Hmmmm....I am OK with normal I miss you texts; however, when he calls me and wants to get into a conversation when he knows it's my scrapbook day with the girls, it deeply annoys me. They are unnecessary calls that could wit and when I tell him I am being rude to my friends, he breaks out the old, "I am your husband, I am more important than them." Whatever!!! Get over yourself! 
That's when my alone-time gets ruined and I am ready for a week off from being married!
Many people don't need the break, I do. I need a day off with my book, even in the same house.


----------



## greeneyeddolphin (May 31, 2010)

If I'm off for a day, without him and the kids, I don't mind if he calls or texts me every now and then, so long as it's not a constant "when are you going to be home? Where are you? What are you doing? Who are you with?" kind of thing. If one or the other of us were irritated with the other when we parted for the day, no I would not want him to text me about that. To me, that is something best left for when we are face to face and able to sit and talk about it. Texting leaves too much open to interpretation, makes it too easy to think there's a "tone" that isn't really there. And while a phone call allows you to hear the tone and the emotion, I still think face to face is better for those discussions. 

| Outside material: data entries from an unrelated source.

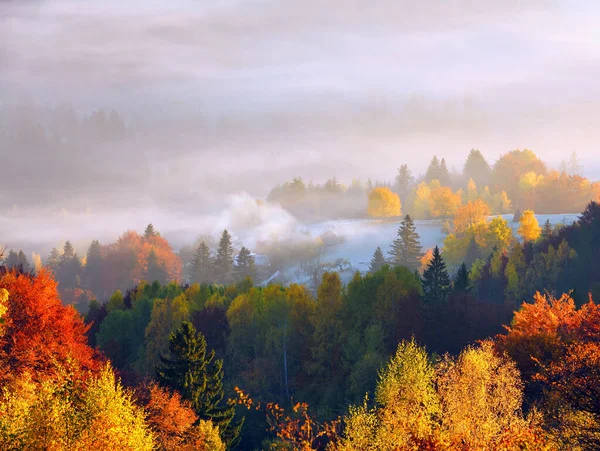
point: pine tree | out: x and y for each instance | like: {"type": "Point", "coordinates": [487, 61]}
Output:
{"type": "Point", "coordinates": [69, 267]}
{"type": "Point", "coordinates": [547, 229]}
{"type": "Point", "coordinates": [68, 253]}
{"type": "Point", "coordinates": [150, 231]}
{"type": "Point", "coordinates": [93, 268]}
{"type": "Point", "coordinates": [18, 261]}
{"type": "Point", "coordinates": [198, 377]}
{"type": "Point", "coordinates": [403, 182]}
{"type": "Point", "coordinates": [224, 259]}
{"type": "Point", "coordinates": [11, 260]}
{"type": "Point", "coordinates": [378, 261]}
{"type": "Point", "coordinates": [477, 168]}
{"type": "Point", "coordinates": [433, 170]}
{"type": "Point", "coordinates": [472, 252]}
{"type": "Point", "coordinates": [53, 260]}
{"type": "Point", "coordinates": [461, 281]}
{"type": "Point", "coordinates": [443, 173]}
{"type": "Point", "coordinates": [245, 265]}
{"type": "Point", "coordinates": [436, 282]}
{"type": "Point", "coordinates": [406, 249]}
{"type": "Point", "coordinates": [202, 268]}
{"type": "Point", "coordinates": [155, 272]}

Whether or not you should try to communicate with her while she's out is something you and she should figure out together. What we would want from our significant others may not be what she wants from you.


----------



## bella09 (Jul 5, 2010)

Personally, it depends on why I'm leaving and where I'm going, but I always will let him know where I am and that I'm ok at the very least. When I go to do stuff for myself on a day that the kids are in school, I love to hear from my husband, to hear about his day and chat for a few or sometimes just a few texts back and forth. I don't ever say don't bother me I'm busy... I know from experience in a past relationship when I didn't want for my ex to call me when I was out or when I didn't answer at all, it was because I was being dishonest about who I was with and didn't want to get caught... I hope that's not the case. Sometimes I just need to get out and go for a drive when I get so stressed being at home if our kids are stressing me out and I'm spinning in circles. So then I'll usually leave and drive around for a little bit (not more than an hour) just to breathe and I don't always answer my phone when my husband calls then, but I'll respond to his texts to let him know I'm ok and just needed to clear my head and gets some peace for a few. We have a 3 & 4yr old that can drive me up a wall too, so my husband is understanding of this. So ultimately I would say it depends on the person, their mood, the situation and all surrounding circumstances of that situation. Even when I'm mad and my husband and I have argued and I leave to take a drive, I still answer the phone to talk to him. I love him too much not to, I know how I would feel if he left and ignored my calls all day, it would suck. That's not why I answer though, I always just want to at least say hi, how's your day been, I miss you and can't wait to see you when you get home.


----------